Gut hopes the consortium will lay the groundwork for low-cost, targeted tests that will help doctors determine whether a patient is more likely to develop a particular disease. "If you do a genome for $1,000, that's fantastic, but you're not going to take an individual and sequence them when they're born, when they're 10 years old, and again when they're 20 — we're not going to do that," Gut says. "But there are going to be events that are going to happen … you can think of somatic mutations due to cancers … and if you have to do that test once every year, you don't want it to cost $1,000. It has to cost a euro or dollar, and that's basically one of the things we're getting at."

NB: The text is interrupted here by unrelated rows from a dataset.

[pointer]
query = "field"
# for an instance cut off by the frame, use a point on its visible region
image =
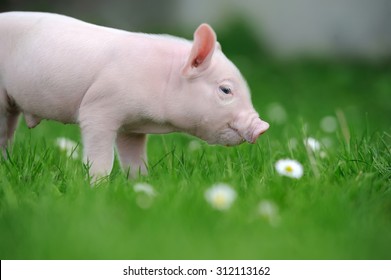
(339, 209)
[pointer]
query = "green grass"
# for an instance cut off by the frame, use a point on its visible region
(339, 209)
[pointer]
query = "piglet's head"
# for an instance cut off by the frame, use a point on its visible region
(219, 108)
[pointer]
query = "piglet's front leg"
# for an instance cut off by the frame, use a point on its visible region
(132, 153)
(98, 143)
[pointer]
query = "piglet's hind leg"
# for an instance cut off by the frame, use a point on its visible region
(98, 141)
(131, 150)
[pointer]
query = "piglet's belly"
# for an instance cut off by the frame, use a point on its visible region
(38, 106)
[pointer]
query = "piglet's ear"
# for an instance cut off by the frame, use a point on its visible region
(201, 51)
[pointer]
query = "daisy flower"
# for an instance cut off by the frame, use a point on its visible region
(220, 196)
(290, 168)
(68, 146)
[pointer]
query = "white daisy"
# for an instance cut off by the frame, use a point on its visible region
(220, 196)
(268, 210)
(68, 146)
(312, 143)
(144, 188)
(290, 168)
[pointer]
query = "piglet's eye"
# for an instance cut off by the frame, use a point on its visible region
(225, 90)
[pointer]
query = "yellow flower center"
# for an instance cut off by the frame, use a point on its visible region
(289, 169)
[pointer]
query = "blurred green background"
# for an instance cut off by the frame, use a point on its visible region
(303, 62)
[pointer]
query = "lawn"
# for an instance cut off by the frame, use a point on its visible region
(339, 209)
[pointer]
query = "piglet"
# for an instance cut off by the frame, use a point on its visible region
(119, 86)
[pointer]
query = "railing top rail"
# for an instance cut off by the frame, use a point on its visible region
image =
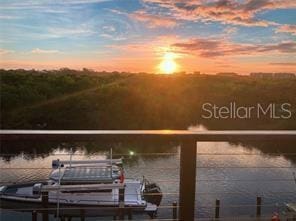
(82, 187)
(122, 135)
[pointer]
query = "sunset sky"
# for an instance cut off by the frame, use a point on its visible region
(136, 35)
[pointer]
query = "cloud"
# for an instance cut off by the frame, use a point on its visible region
(33, 4)
(224, 11)
(8, 17)
(283, 63)
(154, 21)
(60, 32)
(222, 47)
(42, 51)
(287, 29)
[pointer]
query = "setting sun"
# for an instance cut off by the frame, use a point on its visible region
(168, 64)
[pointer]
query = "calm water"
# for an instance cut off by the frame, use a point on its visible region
(232, 173)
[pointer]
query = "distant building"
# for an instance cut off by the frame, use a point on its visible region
(272, 75)
(227, 74)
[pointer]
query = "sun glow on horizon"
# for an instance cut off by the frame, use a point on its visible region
(168, 64)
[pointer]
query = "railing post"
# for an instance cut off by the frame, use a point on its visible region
(175, 210)
(34, 215)
(82, 215)
(121, 203)
(187, 180)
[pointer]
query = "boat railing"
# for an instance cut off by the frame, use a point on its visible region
(187, 195)
(85, 187)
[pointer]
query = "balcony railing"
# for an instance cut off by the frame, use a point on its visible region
(187, 139)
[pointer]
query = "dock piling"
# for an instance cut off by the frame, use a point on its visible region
(175, 210)
(187, 180)
(34, 215)
(217, 210)
(45, 206)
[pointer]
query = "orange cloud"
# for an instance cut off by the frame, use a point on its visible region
(287, 29)
(154, 21)
(222, 47)
(225, 11)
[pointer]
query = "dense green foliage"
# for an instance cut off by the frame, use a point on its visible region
(67, 99)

The initial impetus for the consortium came from a call put out by the European Commission for the best and the brightest in sequencing tech development to get together and push third-generation sequencing into a widely available reality. Gut and his colleagues attracted attention for work they had done involving DNA analysis technology, transcript, protein, and cell-based work. "The way these consortia work is that you have to set up a group of scientists working in different European countries who are willing to stick their expertise behind one joint goal," he says, "so I put my head together with a couple of colleagues and we started involving this group of people that ended up with 10 academic partners."

If the project is extended beyond 2012, Gut hopes to have a method on hand that will allow him to sequence 2,000 individuals to full coverage per week. "Preferably not the way we do this nowadays, with -Solexa sequences or SOLiD sequences, but to sequence it on long range and then assemble the genome coming from that," he says. "This will make assembling a genome far easier … and you will have all the information — copy number variation, inversions, small deletions, small insertions — and you will see everything if you can do this. So that's the tool I want to have in my hands."

The big picture for Gut and other researchers in the consortium is not just a flash-bang third-generation sequencing platform, but the ability to bring all of this nucleic acid detection technology to the benefit of individual patients. The consortium plans to unveil its progress this March at the Third Paris Workshop on Genomic Epidemiology.